The Bill removes the need for Maori to take their claims to court, making the legal process a last resort because they can do deals behind closed doors with the government of the day.
It’s easy to see the possibility that, where two competing iwi make a claim, the likely winner will be the more politically influential iwi that can offer the most support to the Government.
Customary title owners will be able to seek protection of certain parts of the coastline asserted to be sacred (wahi tapu) sites, which may then be closed to the public or have conditions imposed on those who enter.

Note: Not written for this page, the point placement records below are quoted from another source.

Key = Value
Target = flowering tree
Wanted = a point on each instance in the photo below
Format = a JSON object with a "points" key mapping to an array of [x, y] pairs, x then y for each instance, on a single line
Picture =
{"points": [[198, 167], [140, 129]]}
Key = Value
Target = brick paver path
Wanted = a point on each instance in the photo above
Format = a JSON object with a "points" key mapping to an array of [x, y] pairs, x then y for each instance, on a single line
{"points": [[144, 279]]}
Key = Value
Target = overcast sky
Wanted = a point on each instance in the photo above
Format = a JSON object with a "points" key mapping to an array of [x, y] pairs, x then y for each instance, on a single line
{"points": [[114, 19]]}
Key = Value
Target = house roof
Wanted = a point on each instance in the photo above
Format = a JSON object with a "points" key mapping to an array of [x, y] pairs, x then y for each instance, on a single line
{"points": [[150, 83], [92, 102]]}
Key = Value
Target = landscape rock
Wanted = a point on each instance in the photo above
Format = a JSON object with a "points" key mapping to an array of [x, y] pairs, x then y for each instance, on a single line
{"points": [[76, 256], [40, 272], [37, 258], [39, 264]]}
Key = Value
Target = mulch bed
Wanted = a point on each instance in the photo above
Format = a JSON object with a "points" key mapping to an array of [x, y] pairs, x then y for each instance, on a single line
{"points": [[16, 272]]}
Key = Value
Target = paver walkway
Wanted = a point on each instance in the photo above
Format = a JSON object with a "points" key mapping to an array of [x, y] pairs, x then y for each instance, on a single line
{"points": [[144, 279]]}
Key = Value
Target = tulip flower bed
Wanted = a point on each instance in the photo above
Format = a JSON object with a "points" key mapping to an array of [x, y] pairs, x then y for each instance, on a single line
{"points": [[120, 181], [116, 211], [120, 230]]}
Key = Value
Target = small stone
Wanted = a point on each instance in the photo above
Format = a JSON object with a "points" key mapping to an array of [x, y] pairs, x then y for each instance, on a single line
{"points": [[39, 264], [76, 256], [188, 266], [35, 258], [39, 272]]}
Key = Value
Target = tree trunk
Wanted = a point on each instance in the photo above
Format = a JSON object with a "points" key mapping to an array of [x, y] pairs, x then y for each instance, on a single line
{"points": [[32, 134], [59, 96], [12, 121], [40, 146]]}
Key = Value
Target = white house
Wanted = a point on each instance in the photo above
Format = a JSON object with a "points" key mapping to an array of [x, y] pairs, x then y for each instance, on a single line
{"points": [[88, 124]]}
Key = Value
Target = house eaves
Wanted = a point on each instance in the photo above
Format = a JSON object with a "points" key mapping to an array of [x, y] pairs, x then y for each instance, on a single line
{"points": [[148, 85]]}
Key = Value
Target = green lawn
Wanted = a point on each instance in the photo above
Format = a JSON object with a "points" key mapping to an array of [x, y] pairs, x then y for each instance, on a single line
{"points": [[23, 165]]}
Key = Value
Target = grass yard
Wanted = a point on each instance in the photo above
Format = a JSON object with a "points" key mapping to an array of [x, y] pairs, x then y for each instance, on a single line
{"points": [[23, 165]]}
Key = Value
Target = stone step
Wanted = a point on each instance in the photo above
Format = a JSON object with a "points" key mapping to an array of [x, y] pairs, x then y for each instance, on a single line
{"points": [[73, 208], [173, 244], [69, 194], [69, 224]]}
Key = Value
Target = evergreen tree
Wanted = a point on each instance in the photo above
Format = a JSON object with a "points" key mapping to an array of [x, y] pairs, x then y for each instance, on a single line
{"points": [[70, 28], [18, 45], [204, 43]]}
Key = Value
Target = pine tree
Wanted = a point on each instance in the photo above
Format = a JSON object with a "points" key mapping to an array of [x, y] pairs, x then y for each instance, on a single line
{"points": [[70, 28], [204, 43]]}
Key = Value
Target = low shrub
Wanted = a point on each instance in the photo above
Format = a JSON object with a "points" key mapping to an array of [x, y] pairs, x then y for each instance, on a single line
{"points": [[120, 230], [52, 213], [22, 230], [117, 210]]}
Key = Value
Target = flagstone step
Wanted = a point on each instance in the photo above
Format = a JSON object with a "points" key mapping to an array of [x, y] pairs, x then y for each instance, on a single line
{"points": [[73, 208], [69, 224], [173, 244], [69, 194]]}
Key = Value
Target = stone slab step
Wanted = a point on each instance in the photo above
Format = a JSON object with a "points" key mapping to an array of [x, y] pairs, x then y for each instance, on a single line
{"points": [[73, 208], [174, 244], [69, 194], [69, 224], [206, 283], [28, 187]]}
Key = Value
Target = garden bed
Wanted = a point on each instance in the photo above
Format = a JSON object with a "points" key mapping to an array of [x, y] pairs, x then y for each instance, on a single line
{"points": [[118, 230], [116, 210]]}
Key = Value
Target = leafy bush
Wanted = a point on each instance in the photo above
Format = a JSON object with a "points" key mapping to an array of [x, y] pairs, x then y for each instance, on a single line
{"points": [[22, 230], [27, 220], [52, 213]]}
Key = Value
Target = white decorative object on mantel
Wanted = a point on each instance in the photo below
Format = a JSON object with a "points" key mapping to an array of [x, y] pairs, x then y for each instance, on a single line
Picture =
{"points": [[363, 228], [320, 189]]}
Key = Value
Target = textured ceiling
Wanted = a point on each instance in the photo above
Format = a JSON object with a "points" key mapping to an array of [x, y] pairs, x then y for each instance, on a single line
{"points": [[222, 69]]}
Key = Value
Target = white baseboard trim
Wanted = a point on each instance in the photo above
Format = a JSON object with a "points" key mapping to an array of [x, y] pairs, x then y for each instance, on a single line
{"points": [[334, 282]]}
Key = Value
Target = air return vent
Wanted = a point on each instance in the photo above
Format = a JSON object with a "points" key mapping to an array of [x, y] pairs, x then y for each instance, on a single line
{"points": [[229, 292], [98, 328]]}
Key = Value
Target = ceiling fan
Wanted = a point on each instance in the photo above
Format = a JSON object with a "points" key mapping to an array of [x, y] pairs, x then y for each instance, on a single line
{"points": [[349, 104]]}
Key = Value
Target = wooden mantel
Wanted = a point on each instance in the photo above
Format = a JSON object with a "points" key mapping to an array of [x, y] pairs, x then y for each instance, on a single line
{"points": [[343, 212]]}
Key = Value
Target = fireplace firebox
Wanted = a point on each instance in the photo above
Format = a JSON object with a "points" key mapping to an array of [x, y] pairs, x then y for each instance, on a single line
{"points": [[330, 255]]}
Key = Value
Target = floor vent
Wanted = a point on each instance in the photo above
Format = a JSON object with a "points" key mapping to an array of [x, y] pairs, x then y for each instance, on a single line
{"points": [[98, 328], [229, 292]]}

The limitations on such assertions are poorly circumscribed or defined, and there is no obvious dispute resolution mechanism, other than judicial review of the Minister’s decision to allow the condition (Clauses 77 and 78).
What Should Happen?
The proper process is to:
- Reinstate the rights of appeal for Ngati Apa and the Crown which were denied by the 2004 Act;
- Provide for any case to be taken to the general courts, and on appeal to higher courts;
- Reconfirm ownership of the foreshore and seabed in the Crown, but without prejudice to claims for customary rights and interests;
- Leave the Courts to resolve the issue under normal common law principles which consider issues of domination or control, persistence or continuity of use, access and exclusivity; and
- Apply the law even-handedly to all property interests and all New Zealanders.